As a senior executive or business owner, you have the obligation to not only set an example for your organisation, but ensure others set and maintain that example. It’s one thing to say what you expect from your people, but it’s another thing to take action when you see people deviating from the expected behaviour.

Adding to this risk is for those employees who are experiencing challenges due to the pandemic and economic situation. Increased financial pressure from a spouse or partner losing a job can place enormous pressure on the sole bread winner – coupled with remote working and poor internal controls creates a perfect storm for fraud to occur.

Here are some useful tips to consider to help reduce fraud and misconduct occurring in a remote workplace:

• Policies and Procedures: Ensure your policies and procedures are up to date, being shared with your people and tracked accordingly. Your people need to know and understand the obligations upon them as an employee. With remote working, there comes new challenges and that’s why centralised risk and compliance platform’s such as Corethix (www.corethix.com) can ensure your people know and understand what’s expected of them.

• Upgrade your IT Security: Invest in upgrading your IT Security to ensure your people are working safely within your network whilst at home through a VPN and firewall. Working from home creates increased risks for cyber-attacks on your intellectual property and confidential information. It’s important you can monitor and track employee behaviour in the event you need to respond to an incident.

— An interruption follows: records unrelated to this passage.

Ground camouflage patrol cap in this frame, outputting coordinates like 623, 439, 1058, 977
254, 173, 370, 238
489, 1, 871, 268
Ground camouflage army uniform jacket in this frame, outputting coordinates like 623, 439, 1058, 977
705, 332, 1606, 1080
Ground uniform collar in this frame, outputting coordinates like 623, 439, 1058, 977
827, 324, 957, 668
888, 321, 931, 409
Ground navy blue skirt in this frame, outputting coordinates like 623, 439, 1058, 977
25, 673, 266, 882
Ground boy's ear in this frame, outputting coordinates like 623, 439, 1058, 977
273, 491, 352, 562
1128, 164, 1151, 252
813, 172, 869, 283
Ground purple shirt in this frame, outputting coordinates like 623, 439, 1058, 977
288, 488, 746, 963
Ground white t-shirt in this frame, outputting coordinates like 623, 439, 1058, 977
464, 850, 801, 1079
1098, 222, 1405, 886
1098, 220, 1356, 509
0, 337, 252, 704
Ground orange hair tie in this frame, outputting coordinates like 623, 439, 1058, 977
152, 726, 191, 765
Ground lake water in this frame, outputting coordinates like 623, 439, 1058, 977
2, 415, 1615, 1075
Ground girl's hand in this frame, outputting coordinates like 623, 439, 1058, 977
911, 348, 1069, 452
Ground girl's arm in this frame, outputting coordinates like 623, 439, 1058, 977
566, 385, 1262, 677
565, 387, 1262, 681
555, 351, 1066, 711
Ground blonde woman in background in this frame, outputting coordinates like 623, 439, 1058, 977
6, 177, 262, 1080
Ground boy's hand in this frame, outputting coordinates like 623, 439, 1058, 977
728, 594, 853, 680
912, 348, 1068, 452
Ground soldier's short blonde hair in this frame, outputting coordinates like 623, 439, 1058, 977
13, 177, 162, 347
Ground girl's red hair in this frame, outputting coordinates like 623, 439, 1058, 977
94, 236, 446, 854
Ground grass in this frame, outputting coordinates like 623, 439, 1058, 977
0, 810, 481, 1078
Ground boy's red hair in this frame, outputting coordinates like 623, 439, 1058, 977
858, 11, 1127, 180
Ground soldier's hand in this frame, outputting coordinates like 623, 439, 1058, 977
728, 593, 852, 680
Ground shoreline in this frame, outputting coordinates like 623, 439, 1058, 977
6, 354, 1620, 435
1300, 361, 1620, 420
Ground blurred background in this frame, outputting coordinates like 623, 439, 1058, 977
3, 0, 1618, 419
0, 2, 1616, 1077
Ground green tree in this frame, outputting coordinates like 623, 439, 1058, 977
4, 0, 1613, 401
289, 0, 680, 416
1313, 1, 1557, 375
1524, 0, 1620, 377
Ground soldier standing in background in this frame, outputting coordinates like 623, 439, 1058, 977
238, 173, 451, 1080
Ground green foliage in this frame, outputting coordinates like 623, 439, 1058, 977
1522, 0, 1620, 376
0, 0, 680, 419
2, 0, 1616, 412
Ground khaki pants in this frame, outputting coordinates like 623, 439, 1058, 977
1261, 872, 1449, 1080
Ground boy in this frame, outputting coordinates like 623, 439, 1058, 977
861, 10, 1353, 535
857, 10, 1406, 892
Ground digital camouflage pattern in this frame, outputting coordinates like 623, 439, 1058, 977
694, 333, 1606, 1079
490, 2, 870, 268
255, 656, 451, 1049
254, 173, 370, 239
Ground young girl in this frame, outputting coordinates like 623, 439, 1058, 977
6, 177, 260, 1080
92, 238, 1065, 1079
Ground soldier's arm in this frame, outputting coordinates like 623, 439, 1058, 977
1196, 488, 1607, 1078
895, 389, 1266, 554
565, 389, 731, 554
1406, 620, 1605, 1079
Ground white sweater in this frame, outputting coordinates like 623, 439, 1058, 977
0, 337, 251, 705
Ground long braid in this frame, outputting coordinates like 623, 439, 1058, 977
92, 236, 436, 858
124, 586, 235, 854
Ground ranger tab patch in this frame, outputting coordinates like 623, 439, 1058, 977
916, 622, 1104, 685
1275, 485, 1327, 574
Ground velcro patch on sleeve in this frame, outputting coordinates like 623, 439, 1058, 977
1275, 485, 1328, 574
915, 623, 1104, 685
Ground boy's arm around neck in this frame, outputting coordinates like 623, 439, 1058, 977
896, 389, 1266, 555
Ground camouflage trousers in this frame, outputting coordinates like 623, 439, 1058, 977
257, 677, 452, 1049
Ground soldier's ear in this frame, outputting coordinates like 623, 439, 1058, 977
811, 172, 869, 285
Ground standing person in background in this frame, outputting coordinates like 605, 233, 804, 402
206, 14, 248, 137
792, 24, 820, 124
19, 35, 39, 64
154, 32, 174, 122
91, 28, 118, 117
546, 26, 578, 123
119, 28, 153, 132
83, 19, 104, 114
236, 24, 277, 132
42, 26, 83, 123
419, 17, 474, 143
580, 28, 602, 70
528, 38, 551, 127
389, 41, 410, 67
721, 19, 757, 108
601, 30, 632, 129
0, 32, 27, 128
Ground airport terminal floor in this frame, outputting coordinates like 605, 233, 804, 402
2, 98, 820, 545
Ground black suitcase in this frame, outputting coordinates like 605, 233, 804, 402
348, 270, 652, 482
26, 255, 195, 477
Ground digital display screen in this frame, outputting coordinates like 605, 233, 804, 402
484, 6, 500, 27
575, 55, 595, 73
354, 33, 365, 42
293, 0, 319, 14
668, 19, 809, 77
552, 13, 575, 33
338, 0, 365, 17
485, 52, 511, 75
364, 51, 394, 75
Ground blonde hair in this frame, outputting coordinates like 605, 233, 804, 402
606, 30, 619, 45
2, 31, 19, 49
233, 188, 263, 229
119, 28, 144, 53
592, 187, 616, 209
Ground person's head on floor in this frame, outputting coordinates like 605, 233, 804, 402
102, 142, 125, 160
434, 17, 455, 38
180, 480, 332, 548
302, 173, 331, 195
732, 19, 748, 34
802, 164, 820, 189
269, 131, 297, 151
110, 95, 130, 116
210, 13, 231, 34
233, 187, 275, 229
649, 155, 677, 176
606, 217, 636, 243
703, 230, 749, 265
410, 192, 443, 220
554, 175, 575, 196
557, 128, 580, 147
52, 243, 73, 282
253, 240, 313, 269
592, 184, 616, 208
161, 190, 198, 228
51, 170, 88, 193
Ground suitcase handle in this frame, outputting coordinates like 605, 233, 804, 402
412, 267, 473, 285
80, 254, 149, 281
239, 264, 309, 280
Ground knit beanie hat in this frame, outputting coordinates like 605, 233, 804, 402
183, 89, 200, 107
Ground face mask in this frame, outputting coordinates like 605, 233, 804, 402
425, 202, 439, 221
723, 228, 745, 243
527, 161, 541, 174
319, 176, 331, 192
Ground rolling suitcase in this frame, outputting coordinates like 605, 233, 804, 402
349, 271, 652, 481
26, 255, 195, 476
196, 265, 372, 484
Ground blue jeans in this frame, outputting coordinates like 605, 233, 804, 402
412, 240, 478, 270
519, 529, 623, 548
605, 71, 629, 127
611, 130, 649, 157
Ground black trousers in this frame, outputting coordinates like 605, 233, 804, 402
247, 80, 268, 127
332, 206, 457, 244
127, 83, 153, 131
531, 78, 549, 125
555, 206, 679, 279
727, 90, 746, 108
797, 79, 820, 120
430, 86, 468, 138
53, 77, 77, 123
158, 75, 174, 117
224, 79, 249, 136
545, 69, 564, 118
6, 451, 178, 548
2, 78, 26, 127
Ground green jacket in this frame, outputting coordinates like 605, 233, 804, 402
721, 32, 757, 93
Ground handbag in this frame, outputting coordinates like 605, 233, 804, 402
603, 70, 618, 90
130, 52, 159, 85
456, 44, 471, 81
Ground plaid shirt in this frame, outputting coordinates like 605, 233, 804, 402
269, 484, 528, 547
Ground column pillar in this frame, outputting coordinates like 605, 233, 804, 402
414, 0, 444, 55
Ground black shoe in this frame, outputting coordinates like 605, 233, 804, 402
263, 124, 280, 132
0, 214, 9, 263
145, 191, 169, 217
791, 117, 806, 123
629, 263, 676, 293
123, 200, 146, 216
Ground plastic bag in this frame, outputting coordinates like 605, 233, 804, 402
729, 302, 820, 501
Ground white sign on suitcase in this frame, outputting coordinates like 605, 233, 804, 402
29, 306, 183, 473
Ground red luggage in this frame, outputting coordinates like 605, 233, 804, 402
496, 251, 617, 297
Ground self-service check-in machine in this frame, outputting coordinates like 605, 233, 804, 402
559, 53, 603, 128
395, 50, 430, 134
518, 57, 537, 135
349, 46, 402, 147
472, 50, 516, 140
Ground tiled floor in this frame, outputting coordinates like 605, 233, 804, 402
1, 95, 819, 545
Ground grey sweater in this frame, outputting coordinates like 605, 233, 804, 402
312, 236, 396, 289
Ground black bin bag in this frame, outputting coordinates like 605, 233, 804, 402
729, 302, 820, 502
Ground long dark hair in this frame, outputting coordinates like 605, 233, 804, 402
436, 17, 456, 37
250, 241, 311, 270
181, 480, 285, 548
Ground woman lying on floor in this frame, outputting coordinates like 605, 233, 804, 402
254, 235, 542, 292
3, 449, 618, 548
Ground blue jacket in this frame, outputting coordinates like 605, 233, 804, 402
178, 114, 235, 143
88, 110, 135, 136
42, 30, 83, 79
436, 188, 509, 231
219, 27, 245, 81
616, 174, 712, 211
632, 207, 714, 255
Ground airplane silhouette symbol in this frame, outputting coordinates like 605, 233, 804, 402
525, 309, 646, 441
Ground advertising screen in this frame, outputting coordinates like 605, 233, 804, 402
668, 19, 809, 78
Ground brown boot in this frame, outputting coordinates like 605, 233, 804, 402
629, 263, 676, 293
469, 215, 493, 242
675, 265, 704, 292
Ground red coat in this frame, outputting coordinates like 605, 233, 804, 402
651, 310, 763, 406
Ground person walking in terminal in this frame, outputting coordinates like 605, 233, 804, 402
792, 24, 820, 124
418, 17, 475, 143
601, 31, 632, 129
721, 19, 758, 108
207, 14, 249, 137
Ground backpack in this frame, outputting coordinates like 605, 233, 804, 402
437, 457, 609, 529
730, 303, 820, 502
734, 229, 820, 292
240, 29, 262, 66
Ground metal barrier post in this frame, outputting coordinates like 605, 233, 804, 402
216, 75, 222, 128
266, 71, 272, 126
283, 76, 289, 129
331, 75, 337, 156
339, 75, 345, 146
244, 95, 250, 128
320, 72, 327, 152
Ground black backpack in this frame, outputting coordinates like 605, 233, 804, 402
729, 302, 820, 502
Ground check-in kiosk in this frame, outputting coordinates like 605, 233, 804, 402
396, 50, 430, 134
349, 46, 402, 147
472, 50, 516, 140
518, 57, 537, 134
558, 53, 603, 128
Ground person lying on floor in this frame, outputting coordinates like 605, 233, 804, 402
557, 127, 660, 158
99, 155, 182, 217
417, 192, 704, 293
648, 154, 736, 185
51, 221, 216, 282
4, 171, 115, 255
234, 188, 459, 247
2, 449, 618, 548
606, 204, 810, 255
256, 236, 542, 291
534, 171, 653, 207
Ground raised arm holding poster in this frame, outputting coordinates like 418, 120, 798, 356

• Education and training is the new black: Now, more than ever, organisations are seeing the value of investing in education and training to keep their people engaged and connected. At Core Integrity, we help clients to educate their people about fraud, corruption and how to create safe speak up cultures through delivering online training to remote teams.

Whilst we may not return to the office full-time, now is the time to take the lead in structuring a return to work plan that not only suits your organisation but each individual employee.

• Inspect what you expect: Maintain regular one-on-ones with your direct reports and take the time to inspect their outputs from a work perspective. Be aware if any of your people exhibit some of the red flags, which may indicate the person is under stress. Control issues, defensiveness, unwillingness to share duties or unexplained absences are all signs something more could be going on.

• Return to the office plans: As the number of new COVID cases remains low across Australia, organisations are now slowly returning to the office. Whilst we may not return to the office full-time, now is the time to take the lead in structuring a return to work plan that not only suits your organisation but each individual employee.

Key Takeaways
Recent data from the Association of Certified Fraud Examiners (ACFE) suggests 91 per cent of fraud cases had at least one red flag identified and, in 57 per cent of the cases, the fraudster exhibited two or more behaviour flags.

While “living beyond means” and “financial difficulties” make up the key red flags, the most common behavioural traits or characteristics associated with employee misconduct and wrongdoing in the workplace include:

1. Living Beyond Means
2. Financial Difficulties
3. Close Association with Suppliers
4. Control Issues
5. Martial or Family Problems
6. “Wheeler-Dealer” Attitude

The presence of red flags doesn’t necessarily imply fraud is being committed, however understanding and recognising these behaviours can help your organisation detect fraud earlier and reduce potential losses. As the old saying goes, sooner or later you have to pay the piper. The best way to manage fraud and employee misconduct – is to prevent it.